Located on the island of Hawaii, the Hawaii Volcanoes National Park is the most-visited attraction in the state and is home to two of the most active volcanoes in the world. While the opportunity to watch this natural process of creation and destruction is usually the greatest pull for visitors, the park also has plenty more to offer, from lava caves to scenic drives to a volcanology museum.
One of the most active volcanoes in the world, Kilauea is known for its frequent outpouring of lava, a process that means that the landscape around it is constantly changing. For the 2.6 million people that visit the volcano each year, the Kilauea Visitor Center is usually their first stop, as it provides information on the volcano’s different features, which is always useful to know before seeing the volcano itself.
The largest volcano in the world, Mauna Loa encompasses more than half of Hawaii’s Big Island and is equivalent in size to the state of Connecticut. The volcano last erupted in 1984, but its summit has been slowly inflating over the past decade, and while this does not necessarily mean that another eruption is imminent, it does point to the fact that magma is now once again entering the volcano.
While the Jaggar Overlook offers a great view of Kilauea, the Kilauea Overlook is usually much quieter, providing a tranquil setting in which to take in the enormity of the volcano. From here, the Kilauea Caldera, as well as the Halema’uma’u Caldera, are both well-visible, and it also makes for a beautiful picnic spot.
Chain of Craters Road
The Chain of Craters Road was established in 1928 and is considered to be one of the most scenic drives in the world. Stretching out for just under 19 miles, there are a number of points of interest along the way, with clear markers to show the different stop-off points, such as the Lua Manu Crater, the Kealakomo Lookout, and the Pauahi Crater.

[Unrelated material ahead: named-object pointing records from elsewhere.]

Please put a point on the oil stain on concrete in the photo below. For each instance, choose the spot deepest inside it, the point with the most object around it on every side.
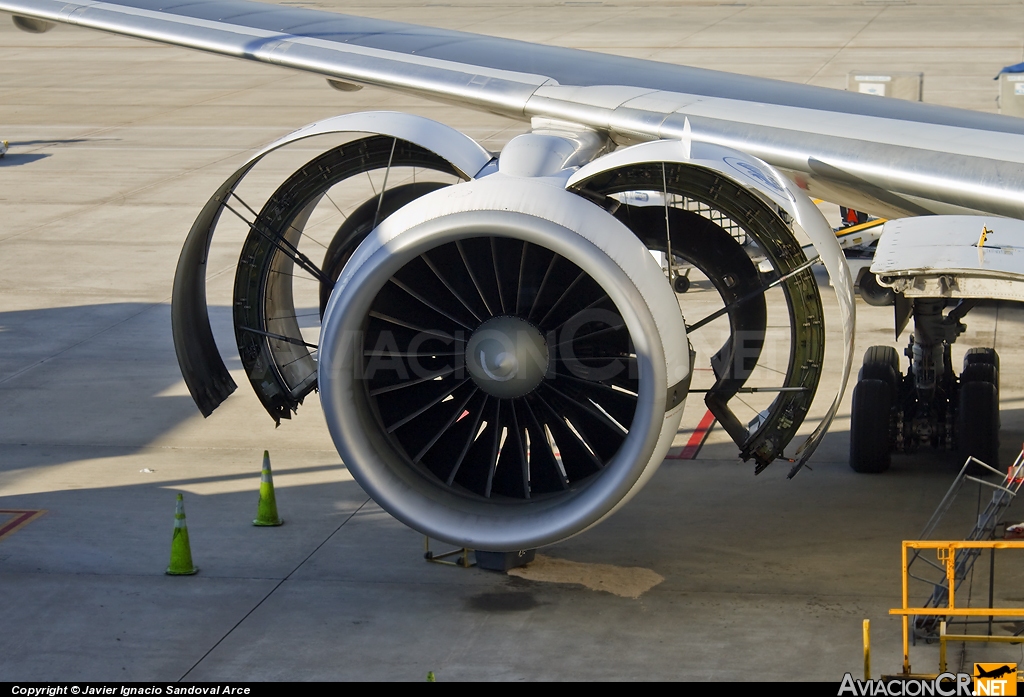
(625, 581)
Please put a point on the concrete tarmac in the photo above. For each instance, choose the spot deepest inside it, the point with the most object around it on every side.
(115, 146)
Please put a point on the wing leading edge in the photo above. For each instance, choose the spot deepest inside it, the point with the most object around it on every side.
(889, 157)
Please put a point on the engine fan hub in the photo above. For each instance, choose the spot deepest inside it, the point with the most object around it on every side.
(507, 357)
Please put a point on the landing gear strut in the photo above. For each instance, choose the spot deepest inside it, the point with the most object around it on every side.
(929, 404)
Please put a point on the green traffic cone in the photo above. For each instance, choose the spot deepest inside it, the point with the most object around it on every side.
(266, 512)
(180, 552)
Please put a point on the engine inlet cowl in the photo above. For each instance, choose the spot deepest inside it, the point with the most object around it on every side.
(495, 363)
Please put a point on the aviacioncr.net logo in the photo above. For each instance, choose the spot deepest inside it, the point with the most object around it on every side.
(995, 679)
(944, 685)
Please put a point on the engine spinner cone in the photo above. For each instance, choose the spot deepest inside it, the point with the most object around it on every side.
(507, 356)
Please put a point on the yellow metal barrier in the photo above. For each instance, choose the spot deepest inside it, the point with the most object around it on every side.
(946, 552)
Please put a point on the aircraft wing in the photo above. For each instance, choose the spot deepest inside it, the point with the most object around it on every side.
(887, 157)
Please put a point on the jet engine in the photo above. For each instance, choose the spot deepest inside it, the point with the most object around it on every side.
(501, 360)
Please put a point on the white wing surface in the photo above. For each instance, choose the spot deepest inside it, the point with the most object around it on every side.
(888, 157)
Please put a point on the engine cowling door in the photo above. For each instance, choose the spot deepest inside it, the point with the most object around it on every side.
(706, 190)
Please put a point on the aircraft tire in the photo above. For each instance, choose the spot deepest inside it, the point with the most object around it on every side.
(882, 362)
(979, 424)
(981, 354)
(869, 427)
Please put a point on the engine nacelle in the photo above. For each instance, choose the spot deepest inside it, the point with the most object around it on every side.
(502, 363)
(501, 360)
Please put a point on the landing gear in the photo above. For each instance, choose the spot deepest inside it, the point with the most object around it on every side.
(979, 408)
(870, 425)
(928, 405)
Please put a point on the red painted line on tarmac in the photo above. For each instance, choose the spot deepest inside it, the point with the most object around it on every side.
(697, 438)
(20, 519)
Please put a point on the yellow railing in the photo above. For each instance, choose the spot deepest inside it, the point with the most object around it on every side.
(946, 553)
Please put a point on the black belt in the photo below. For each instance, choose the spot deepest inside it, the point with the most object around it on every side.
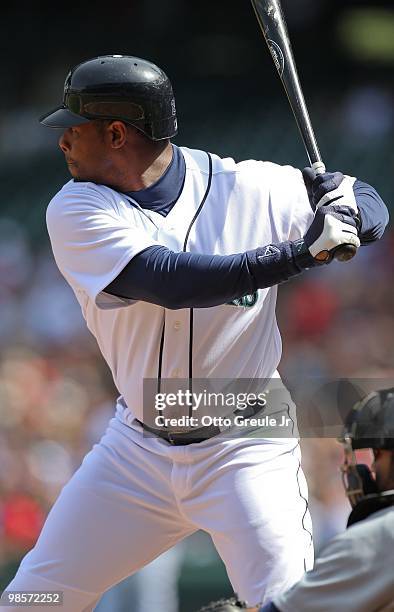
(198, 435)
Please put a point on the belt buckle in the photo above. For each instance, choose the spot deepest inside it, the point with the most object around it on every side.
(170, 438)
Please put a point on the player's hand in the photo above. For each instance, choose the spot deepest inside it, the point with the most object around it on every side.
(228, 605)
(330, 188)
(331, 228)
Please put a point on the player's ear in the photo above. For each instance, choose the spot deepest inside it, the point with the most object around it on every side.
(117, 131)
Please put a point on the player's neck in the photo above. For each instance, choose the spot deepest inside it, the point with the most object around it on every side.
(143, 168)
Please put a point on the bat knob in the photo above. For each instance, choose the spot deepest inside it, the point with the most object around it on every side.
(345, 252)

With over 150 miles of hiking trails crisscrossing around the park, exploring the area by foot is often the best way to truly experience the staggering beauty that surrounds you. The vast range of trails means that there is something to suit every ability level, from short and flat walks to more challenging hikes through the park’s wilderness.

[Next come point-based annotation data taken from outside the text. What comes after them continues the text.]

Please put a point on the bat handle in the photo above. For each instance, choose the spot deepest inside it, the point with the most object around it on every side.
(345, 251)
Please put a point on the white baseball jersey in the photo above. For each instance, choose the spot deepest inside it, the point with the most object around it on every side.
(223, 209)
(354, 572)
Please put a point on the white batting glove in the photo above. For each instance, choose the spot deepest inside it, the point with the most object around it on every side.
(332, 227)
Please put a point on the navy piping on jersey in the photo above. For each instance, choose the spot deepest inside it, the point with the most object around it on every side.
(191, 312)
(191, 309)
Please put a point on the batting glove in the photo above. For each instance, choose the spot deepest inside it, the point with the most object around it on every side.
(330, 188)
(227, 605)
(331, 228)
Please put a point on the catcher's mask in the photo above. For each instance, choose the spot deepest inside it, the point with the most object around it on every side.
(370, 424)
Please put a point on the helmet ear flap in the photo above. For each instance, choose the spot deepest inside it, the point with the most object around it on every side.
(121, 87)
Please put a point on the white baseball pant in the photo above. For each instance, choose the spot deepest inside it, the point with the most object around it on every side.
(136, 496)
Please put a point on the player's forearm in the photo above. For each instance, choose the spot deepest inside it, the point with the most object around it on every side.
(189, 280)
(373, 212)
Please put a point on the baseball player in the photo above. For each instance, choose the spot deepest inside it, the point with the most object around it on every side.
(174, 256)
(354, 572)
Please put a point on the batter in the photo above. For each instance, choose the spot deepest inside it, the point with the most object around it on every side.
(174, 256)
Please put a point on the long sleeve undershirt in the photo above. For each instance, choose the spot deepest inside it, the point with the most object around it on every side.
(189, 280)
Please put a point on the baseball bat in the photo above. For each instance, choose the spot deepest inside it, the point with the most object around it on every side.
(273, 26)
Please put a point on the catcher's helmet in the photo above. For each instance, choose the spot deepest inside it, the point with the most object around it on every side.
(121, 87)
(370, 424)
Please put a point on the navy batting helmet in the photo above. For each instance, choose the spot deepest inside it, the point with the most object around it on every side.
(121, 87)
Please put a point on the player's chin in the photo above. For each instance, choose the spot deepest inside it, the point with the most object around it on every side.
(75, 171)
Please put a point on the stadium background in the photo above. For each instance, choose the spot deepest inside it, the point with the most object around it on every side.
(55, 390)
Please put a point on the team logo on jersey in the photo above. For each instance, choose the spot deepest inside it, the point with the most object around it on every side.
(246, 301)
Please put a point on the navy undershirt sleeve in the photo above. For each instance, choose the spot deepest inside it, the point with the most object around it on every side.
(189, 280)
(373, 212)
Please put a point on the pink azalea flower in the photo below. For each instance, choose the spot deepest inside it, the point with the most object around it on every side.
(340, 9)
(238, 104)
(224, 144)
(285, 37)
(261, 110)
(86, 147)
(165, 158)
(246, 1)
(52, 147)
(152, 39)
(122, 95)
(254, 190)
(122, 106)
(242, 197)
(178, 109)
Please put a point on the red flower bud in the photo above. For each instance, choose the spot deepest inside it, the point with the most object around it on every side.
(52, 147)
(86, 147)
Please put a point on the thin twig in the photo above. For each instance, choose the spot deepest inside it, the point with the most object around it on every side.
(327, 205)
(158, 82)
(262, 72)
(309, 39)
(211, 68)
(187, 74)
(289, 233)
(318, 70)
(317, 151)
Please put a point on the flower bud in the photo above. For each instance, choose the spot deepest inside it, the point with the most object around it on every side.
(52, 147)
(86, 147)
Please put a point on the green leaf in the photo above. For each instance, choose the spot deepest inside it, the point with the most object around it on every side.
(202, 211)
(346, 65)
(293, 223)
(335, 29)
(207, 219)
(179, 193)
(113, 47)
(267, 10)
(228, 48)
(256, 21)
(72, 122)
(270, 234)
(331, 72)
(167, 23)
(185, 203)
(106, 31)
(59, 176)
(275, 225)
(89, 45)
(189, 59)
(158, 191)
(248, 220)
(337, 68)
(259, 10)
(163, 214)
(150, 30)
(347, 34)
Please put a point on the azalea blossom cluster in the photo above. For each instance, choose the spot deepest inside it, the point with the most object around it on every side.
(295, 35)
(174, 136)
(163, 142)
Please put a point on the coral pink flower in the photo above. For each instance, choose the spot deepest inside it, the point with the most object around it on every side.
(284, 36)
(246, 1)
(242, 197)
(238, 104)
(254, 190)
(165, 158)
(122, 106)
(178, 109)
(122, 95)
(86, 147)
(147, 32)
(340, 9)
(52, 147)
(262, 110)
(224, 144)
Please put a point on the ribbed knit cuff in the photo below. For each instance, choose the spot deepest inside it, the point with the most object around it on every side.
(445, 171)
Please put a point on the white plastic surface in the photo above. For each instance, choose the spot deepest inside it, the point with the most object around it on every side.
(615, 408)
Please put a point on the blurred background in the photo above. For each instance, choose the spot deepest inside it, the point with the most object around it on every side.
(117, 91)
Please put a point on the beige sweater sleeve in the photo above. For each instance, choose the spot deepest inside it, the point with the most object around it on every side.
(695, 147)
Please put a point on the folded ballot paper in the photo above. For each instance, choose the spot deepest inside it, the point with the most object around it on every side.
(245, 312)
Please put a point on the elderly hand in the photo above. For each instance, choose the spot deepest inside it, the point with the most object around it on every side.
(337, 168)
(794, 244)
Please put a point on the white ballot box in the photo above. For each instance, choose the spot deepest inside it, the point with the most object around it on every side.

Jaggar Museum and Overlook
After this disastrous 1908 eruption of Mt. Etna in Italy, geologist Thomas Jaggar decided that more support needed to be given to the studies of ongoing seismic activity. The Jaggar Museum, named after the geologist, focuses on volcanology, with exhibits that explain the different types of lava, as well as real-time monitors and other equipment that is currently used by scientists to track volcanic activity.

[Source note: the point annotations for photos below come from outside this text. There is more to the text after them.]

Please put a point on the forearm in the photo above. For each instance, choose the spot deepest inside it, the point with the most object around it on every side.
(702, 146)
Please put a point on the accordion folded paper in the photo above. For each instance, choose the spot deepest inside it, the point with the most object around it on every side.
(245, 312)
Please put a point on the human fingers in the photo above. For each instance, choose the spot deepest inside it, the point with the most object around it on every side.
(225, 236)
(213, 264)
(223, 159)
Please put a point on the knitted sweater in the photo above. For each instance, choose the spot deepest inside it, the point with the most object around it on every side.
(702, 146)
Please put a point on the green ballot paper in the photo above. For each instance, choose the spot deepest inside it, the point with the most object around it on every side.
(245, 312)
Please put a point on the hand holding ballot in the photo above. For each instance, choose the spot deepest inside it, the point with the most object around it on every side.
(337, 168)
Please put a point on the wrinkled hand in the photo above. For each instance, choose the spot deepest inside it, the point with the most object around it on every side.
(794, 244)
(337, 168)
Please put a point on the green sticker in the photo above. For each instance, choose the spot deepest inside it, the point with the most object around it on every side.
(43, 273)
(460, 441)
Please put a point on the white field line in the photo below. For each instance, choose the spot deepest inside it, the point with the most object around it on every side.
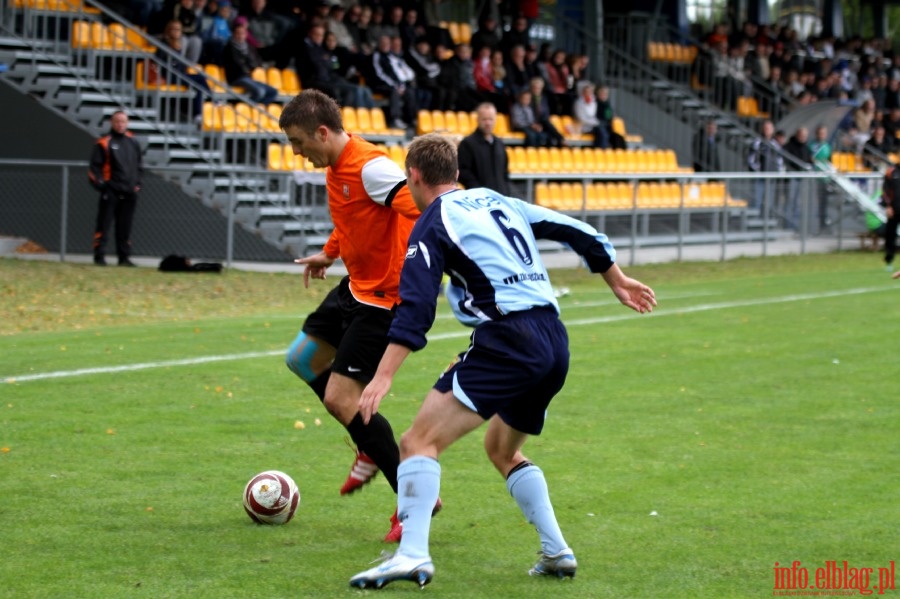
(452, 335)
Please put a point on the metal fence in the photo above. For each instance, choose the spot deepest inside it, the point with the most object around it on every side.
(51, 203)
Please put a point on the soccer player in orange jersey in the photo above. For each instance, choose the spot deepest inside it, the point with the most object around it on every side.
(338, 349)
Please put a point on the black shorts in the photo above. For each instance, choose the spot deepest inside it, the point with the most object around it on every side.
(513, 368)
(358, 331)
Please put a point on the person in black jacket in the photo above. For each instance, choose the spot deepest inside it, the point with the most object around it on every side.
(115, 170)
(706, 149)
(239, 59)
(798, 147)
(890, 198)
(482, 156)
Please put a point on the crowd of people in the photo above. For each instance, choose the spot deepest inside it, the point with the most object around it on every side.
(772, 64)
(397, 56)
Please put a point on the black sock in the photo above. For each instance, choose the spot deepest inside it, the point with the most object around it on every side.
(376, 440)
(319, 384)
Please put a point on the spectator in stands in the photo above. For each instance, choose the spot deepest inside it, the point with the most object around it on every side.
(351, 23)
(323, 69)
(764, 157)
(863, 116)
(270, 33)
(877, 148)
(487, 35)
(379, 27)
(239, 59)
(458, 90)
(482, 155)
(217, 36)
(892, 124)
(364, 31)
(706, 149)
(394, 79)
(797, 147)
(344, 76)
(584, 111)
(192, 43)
(175, 69)
(410, 29)
(557, 76)
(428, 72)
(890, 199)
(116, 170)
(518, 72)
(523, 119)
(541, 108)
(517, 35)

A visit to the Hawaii Volcanoes National Park is a one-of-a-kind way to experience over 70 million years of evolution and volcanism – processes that are still occurring today. Designated a UNESCO World Heritage Site in 1987, exploring the park is usually a major priority for tourists to Hawaii, as it offers an exciting insight into the raw power of nature that cannot be experienced anywhere else in the world.